CHARGES THAT thousands of Protestants settlers were massacred during the 1641 Rebellion in Ireland were often based on hearsay, according to a new high-tech analysis of thousands of 450-year-old witness statements.

The new research by University of Aberdeen and computer experts, aided by up-to-the-minute linguistics software, will be unveiled this morning.

The witness statements, now known as the 1641 Depositions, which were converted into more accessible digital form by Trinity College last year, played a key role in Oliver Cromwell’s justification for subsequently pillaging much of the country.

The Aberdeen research questions the value of “the depositions as evidence, pinpointing hearsay as a basis for testimony and demonstrating that many of the most atrocious incidents were reported second or even third-hand more often than in the first person”, the university said yesterday.

The statements were used to convince public opinion in London “that women and children were constructed as the primary victims of the rebellion – feeding into the popular conception of the rebels as barbaric and alien”.

Forensic linguist Dr Nicci MacLeod said: “The atrocious acts committed against women and children are a central image of the Rebellion as it was reported in London newspapers and other propaganda texts of the period”.

However, the IBM-supplied software, specially adapted to deal with the 19,000 pages, showed that “believeth” and “thinketh” and the phrase “hath credibly heard” appear far more frequently than “saw” or “witnessed”.

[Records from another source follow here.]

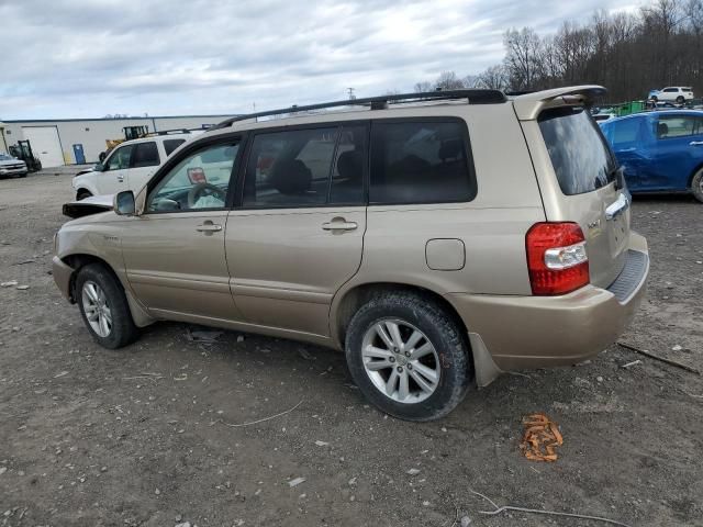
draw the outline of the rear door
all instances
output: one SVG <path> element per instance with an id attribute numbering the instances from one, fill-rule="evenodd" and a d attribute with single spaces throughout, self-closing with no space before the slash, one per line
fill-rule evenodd
<path id="1" fill-rule="evenodd" d="M 703 119 L 690 113 L 662 113 L 656 121 L 650 190 L 683 191 L 703 162 Z"/>
<path id="2" fill-rule="evenodd" d="M 582 106 L 543 111 L 537 124 L 547 154 L 537 165 L 547 220 L 581 226 L 591 283 L 605 288 L 623 269 L 629 243 L 629 193 L 616 181 L 615 157 Z"/>
<path id="3" fill-rule="evenodd" d="M 132 149 L 127 187 L 137 193 L 144 187 L 161 162 L 156 142 L 137 143 Z"/>
<path id="4" fill-rule="evenodd" d="M 328 335 L 335 292 L 361 262 L 366 124 L 260 131 L 250 141 L 226 257 L 246 321 Z"/>

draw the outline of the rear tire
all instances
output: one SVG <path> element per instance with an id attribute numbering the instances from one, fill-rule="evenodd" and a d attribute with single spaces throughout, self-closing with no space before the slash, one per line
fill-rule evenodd
<path id="1" fill-rule="evenodd" d="M 691 180 L 691 192 L 696 200 L 703 203 L 703 168 L 693 176 Z"/>
<path id="2" fill-rule="evenodd" d="M 74 298 L 88 332 L 100 346 L 118 349 L 138 337 L 124 289 L 104 266 L 90 264 L 78 271 Z"/>
<path id="3" fill-rule="evenodd" d="M 442 305 L 416 293 L 371 299 L 345 338 L 349 372 L 381 411 L 425 422 L 445 416 L 473 377 L 464 328 Z"/>

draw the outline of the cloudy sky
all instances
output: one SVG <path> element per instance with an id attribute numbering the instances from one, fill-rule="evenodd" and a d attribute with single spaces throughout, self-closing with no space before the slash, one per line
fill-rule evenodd
<path id="1" fill-rule="evenodd" d="M 0 120 L 241 113 L 478 74 L 641 0 L 0 0 Z"/>

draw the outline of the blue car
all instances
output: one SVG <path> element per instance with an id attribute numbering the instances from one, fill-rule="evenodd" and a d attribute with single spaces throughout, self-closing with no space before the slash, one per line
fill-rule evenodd
<path id="1" fill-rule="evenodd" d="M 659 111 L 601 124 L 632 193 L 691 192 L 703 202 L 703 111 Z"/>

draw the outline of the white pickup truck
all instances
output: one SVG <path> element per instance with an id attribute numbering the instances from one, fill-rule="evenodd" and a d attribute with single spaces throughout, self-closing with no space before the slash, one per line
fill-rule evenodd
<path id="1" fill-rule="evenodd" d="M 660 102 L 677 102 L 683 104 L 693 99 L 693 89 L 690 86 L 669 86 L 661 90 L 649 92 L 649 99 Z"/>
<path id="2" fill-rule="evenodd" d="M 122 143 L 104 161 L 74 177 L 76 199 L 137 192 L 176 148 L 193 137 L 190 133 L 164 134 Z"/>

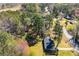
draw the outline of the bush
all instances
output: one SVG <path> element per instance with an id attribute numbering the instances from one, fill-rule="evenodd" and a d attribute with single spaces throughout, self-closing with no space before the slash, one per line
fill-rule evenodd
<path id="1" fill-rule="evenodd" d="M 67 29 L 68 31 L 72 31 L 72 30 L 74 30 L 74 28 L 75 28 L 75 25 L 73 25 L 73 24 L 68 24 L 68 25 L 66 26 L 66 29 Z"/>
<path id="2" fill-rule="evenodd" d="M 16 39 L 11 34 L 0 31 L 0 55 L 16 56 L 29 54 L 29 46 L 25 40 Z"/>

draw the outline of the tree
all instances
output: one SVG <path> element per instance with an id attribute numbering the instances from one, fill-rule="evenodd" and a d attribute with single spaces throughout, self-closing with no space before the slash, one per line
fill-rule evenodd
<path id="1" fill-rule="evenodd" d="M 44 19 L 40 14 L 35 14 L 32 18 L 33 31 L 38 35 L 43 33 L 44 28 Z"/>
<path id="2" fill-rule="evenodd" d="M 62 38 L 62 26 L 60 25 L 60 22 L 58 20 L 57 20 L 56 25 L 54 27 L 54 31 L 55 31 L 55 36 L 56 36 L 55 39 L 57 39 L 57 41 L 58 41 L 56 47 L 58 47 L 58 45 L 61 41 L 61 38 Z"/>

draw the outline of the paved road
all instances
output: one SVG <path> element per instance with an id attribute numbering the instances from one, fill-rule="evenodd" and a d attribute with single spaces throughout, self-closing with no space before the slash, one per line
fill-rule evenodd
<path id="1" fill-rule="evenodd" d="M 3 11 L 17 11 L 17 10 L 20 10 L 21 9 L 21 5 L 17 5 L 17 6 L 14 6 L 12 8 L 5 8 L 5 9 L 1 9 L 0 12 L 3 12 Z"/>

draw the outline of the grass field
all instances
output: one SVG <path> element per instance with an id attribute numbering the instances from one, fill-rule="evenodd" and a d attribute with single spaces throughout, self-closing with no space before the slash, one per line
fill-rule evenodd
<path id="1" fill-rule="evenodd" d="M 62 45 L 63 47 L 64 45 Z M 35 46 L 30 47 L 30 56 L 46 56 L 43 52 L 42 43 L 39 42 Z M 58 56 L 74 56 L 72 51 L 58 51 Z"/>

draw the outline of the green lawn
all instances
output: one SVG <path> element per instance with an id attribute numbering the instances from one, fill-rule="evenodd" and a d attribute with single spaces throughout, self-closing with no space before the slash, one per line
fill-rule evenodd
<path id="1" fill-rule="evenodd" d="M 75 56 L 72 51 L 59 51 L 58 56 Z"/>
<path id="2" fill-rule="evenodd" d="M 41 42 L 30 47 L 30 51 L 31 51 L 30 56 L 45 56 Z M 59 51 L 58 56 L 74 56 L 74 53 L 72 51 Z"/>

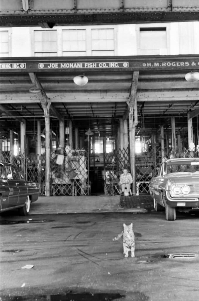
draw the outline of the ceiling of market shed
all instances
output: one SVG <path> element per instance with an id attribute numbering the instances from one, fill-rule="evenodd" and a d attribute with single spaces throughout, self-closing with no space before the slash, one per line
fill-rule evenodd
<path id="1" fill-rule="evenodd" d="M 150 56 L 148 59 L 151 58 Z M 198 57 L 196 58 L 198 61 Z M 93 61 L 98 59 L 92 57 Z M 36 61 L 40 59 L 32 59 Z M 164 70 L 140 69 L 137 90 L 137 133 L 141 134 L 144 130 L 145 133 L 151 133 L 157 131 L 159 125 L 170 128 L 171 116 L 176 117 L 177 130 L 186 130 L 188 113 L 199 108 L 199 82 L 186 81 L 185 76 L 188 68 Z M 33 83 L 29 70 L 20 71 L 7 70 L 0 75 L 0 131 L 5 135 L 10 129 L 19 133 L 20 121 L 24 119 L 26 122 L 27 132 L 31 136 L 36 130 L 37 120 L 41 121 L 42 130 L 45 127 L 44 112 L 40 93 L 29 92 Z M 35 70 L 34 73 L 53 108 L 64 117 L 66 126 L 70 119 L 73 127 L 78 128 L 80 133 L 90 127 L 96 135 L 99 132 L 101 136 L 114 135 L 117 132 L 120 119 L 128 118 L 127 102 L 133 70 L 104 68 L 86 71 L 84 73 L 89 82 L 82 86 L 77 85 L 73 80 L 81 74 L 79 70 L 60 72 L 53 69 Z M 54 110 L 51 111 L 50 116 L 51 127 L 58 133 L 59 120 Z"/>

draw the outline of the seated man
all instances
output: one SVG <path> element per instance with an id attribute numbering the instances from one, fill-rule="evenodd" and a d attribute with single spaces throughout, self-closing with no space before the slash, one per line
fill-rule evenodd
<path id="1" fill-rule="evenodd" d="M 119 182 L 122 185 L 122 192 L 121 195 L 124 195 L 124 193 L 126 188 L 128 192 L 128 195 L 131 195 L 130 185 L 133 183 L 133 179 L 131 174 L 128 172 L 128 169 L 127 168 L 124 168 L 123 173 L 122 173 L 120 176 Z"/>

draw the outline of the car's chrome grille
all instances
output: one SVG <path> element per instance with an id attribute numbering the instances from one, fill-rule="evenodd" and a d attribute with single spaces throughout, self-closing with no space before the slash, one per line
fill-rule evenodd
<path id="1" fill-rule="evenodd" d="M 188 194 L 189 196 L 197 195 L 197 196 L 199 196 L 199 184 L 187 185 L 190 189 L 190 192 Z"/>

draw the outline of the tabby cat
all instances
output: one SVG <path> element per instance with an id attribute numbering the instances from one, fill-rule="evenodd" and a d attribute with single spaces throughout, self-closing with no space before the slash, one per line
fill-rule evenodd
<path id="1" fill-rule="evenodd" d="M 123 248 L 125 257 L 128 256 L 128 251 L 131 251 L 131 257 L 135 257 L 135 235 L 133 231 L 133 224 L 127 226 L 123 224 L 124 230 L 113 240 L 117 240 L 123 235 Z"/>

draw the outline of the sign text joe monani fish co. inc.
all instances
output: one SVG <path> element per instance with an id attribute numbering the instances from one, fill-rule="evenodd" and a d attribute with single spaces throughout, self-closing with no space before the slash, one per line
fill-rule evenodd
<path id="1" fill-rule="evenodd" d="M 40 63 L 40 69 L 70 69 L 75 68 L 127 68 L 128 62 Z"/>

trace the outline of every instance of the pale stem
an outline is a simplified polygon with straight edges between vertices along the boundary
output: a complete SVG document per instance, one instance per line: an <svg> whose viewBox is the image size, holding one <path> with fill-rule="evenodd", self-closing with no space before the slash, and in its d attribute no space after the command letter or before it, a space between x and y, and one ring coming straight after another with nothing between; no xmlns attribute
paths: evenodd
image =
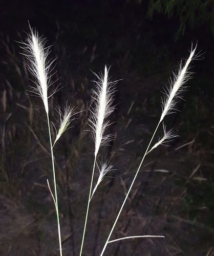
<svg viewBox="0 0 214 256"><path fill-rule="evenodd" d="M95 169L95 164L96 164L96 158L97 158L97 155L95 154L94 166L93 166L93 168L92 179L91 179L91 181L90 190L90 191L89 191L89 200L88 201L87 210L87 212L86 212L85 220L85 221L84 221L84 230L83 230L83 234L82 234L82 243L81 243L81 248L80 248L80 252L79 253L79 256L81 256L82 255L82 249L83 249L83 244L84 244L84 237L85 237L85 235L86 226L87 225L88 216L89 215L89 206L90 205L91 195L92 190L93 181L93 179L94 179L94 170Z"/></svg>
<svg viewBox="0 0 214 256"><path fill-rule="evenodd" d="M55 191L55 204L56 206L56 216L57 218L57 225L58 225L58 233L59 236L59 251L60 253L60 256L62 256L62 251L61 249L61 231L60 231L60 225L59 223L59 210L58 207L58 197L57 192L56 189L56 176L55 174L55 167L54 167L54 159L53 152L53 147L52 147L52 142L51 139L51 129L50 127L50 121L49 118L48 116L48 114L47 113L47 119L48 119L48 130L49 132L49 137L50 137L50 143L51 144L51 159L52 162L52 168L53 168L53 180L54 184L54 191Z"/></svg>
<svg viewBox="0 0 214 256"><path fill-rule="evenodd" d="M129 195L129 194L130 193L130 191L132 190L132 187L133 186L133 185L134 185L134 183L135 182L135 180L136 180L136 179L137 178L137 175L138 174L138 173L139 173L139 172L140 170L140 168L141 167L141 165L142 165L142 164L143 163L143 161L144 160L145 157L145 156L146 156L146 154L147 154L147 152L148 151L148 148L149 148L149 146L150 146L150 145L151 145L151 144L152 143L152 141L153 140L153 138L154 138L154 137L155 136L155 134L156 133L157 130L158 130L158 127L159 127L159 126L160 125L160 121L159 121L159 122L158 123L158 124L157 125L157 126L156 127L156 129L155 129L155 132L153 134L153 137L152 137L152 139L151 139L151 141L149 142L149 143L148 144L148 146L147 146L147 147L146 148L146 151L145 152L145 154L144 154L144 156L143 157L143 158L142 158L142 159L141 160L141 162L140 163L140 165L139 165L139 166L138 167L138 169L137 170L137 172L135 174L135 177L134 177L133 180L132 181L132 184L131 184L130 187L128 191L127 192L127 194L126 194L126 196L125 196L125 199L124 200L123 203L122 204L122 206L121 207L120 209L120 210L119 211L119 213L117 215L117 218L116 218L116 220L115 220L115 222L114 223L114 225L112 226L112 229L110 231L110 232L109 233L109 237L108 237L108 238L107 239L107 240L106 241L105 243L105 244L104 245L103 249L102 249L102 252L101 253L100 256L102 256L102 255L104 253L104 251L105 250L105 248L107 246L107 245L108 245L108 244L109 243L109 240L110 239L111 236L112 235L112 232L113 232L113 230L114 229L115 225L116 225L116 223L117 222L117 221L118 221L118 220L119 219L119 216L120 215L120 214L121 214L121 212L122 211L122 209L123 208L123 206L124 206L124 205L125 204L125 203L126 201L127 198L128 198Z"/></svg>

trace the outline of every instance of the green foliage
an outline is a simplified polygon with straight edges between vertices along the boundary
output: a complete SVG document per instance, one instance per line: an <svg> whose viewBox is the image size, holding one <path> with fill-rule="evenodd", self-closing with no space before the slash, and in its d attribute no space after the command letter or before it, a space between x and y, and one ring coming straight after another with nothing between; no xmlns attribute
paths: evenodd
<svg viewBox="0 0 214 256"><path fill-rule="evenodd" d="M137 0L139 4L143 0ZM192 28L199 25L209 24L214 34L214 2L210 0L149 0L147 15L152 19L155 12L164 13L168 18L178 17L180 26L176 38L185 32L186 27Z"/></svg>

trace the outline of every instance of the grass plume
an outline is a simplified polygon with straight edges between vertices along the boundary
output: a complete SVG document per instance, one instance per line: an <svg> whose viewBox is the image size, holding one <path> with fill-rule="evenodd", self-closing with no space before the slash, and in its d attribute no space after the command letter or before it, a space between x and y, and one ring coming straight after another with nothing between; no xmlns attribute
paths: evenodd
<svg viewBox="0 0 214 256"><path fill-rule="evenodd" d="M45 111L47 113L54 186L54 193L52 193L52 192L48 181L48 184L55 205L58 229L59 251L60 256L62 256L62 250L61 247L60 225L59 221L55 170L54 167L53 147L56 142L62 136L64 132L68 129L69 125L72 121L72 118L75 114L75 112L74 108L72 108L71 105L68 105L67 104L66 104L65 108L64 114L63 114L61 111L60 107L59 107L58 110L57 110L59 114L60 118L59 128L56 133L55 141L53 143L52 138L51 135L48 104L48 99L51 95L48 96L48 91L50 86L53 84L53 82L51 80L51 72L52 71L51 66L54 60L51 60L50 61L48 61L47 60L47 57L50 52L50 47L45 47L45 39L39 37L38 36L38 33L36 31L34 32L31 28L30 31L30 33L28 35L27 39L27 42L22 42L22 48L24 50L23 54L30 61L30 63L27 65L28 69L35 78L35 81L34 82L35 86L33 87L34 89L34 92L33 92L42 99L44 104ZM100 256L102 256L103 254L107 245L110 243L115 242L122 240L130 238L132 239L147 237L161 237L157 236L136 236L126 237L110 241L112 234L114 231L124 205L128 198L128 197L129 196L130 193L132 189L134 183L141 167L142 163L143 162L146 155L159 145L164 145L167 142L170 141L177 136L172 132L172 130L167 131L166 126L163 124L163 121L166 115L173 113L173 112L176 110L177 99L180 97L181 93L185 89L185 83L190 77L191 73L189 72L189 65L191 61L194 59L194 58L195 58L194 56L195 56L196 50L196 46L194 49L192 49L192 48L191 49L189 57L186 61L184 65L182 66L182 63L181 63L178 74L175 74L174 73L174 81L171 81L169 86L165 90L165 95L162 100L162 112L160 120L153 133L145 152L142 157L141 161L136 172L130 187L126 194L122 206L109 233L105 243L104 245ZM108 145L109 144L109 142L113 138L112 134L105 134L106 130L111 124L110 121L106 120L106 119L111 113L112 113L115 109L115 106L113 105L114 102L113 95L115 92L114 86L115 84L115 82L111 82L110 80L109 77L109 69L108 69L106 66L105 66L104 67L103 75L101 73L99 75L94 73L98 79L98 80L95 81L95 89L92 90L92 97L94 101L94 106L92 108L92 110L90 111L91 118L89 119L89 125L92 129L91 132L92 137L95 143L94 160L89 189L88 205L85 213L85 219L79 256L81 256L83 251L91 200L96 191L98 186L102 181L105 175L110 171L112 170L113 167L112 165L109 164L109 161L107 161L106 162L100 161L100 167L99 167L99 165L97 164L97 159L98 158L98 155L100 147L102 145ZM153 142L154 137L161 123L163 123L163 136L162 138L160 138L157 142L155 143L153 146L152 146L151 145ZM96 165L97 166L98 170L99 172L99 176L96 185L94 186L94 189L92 190L94 179L94 173Z"/></svg>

She added: “We have been able to show that there are significant differences between the use of words and phrases meaning ‘heard’ as opposed to ‘saw’ when it comes the worst atrocities reported within the depositions, such as an act of cannibalism and many of the more infamous events”.

The project team was led by University of Aberdeen language and linguistics expert Dr Barbara Fennell, along with computer specialist Dr Deirdre O’Regan, language specialist Dr Mark Sweetnam, historian Dr Elaine Murphy and Trinity College’s Dr Séamus Lawless.

The 8,000 depositions, totalling 19,000 pages in 31 volumes, were gifted by Bishop John Sterne to Trinity College’s library in 1741, though some are nearly illegible and spellings are erratic.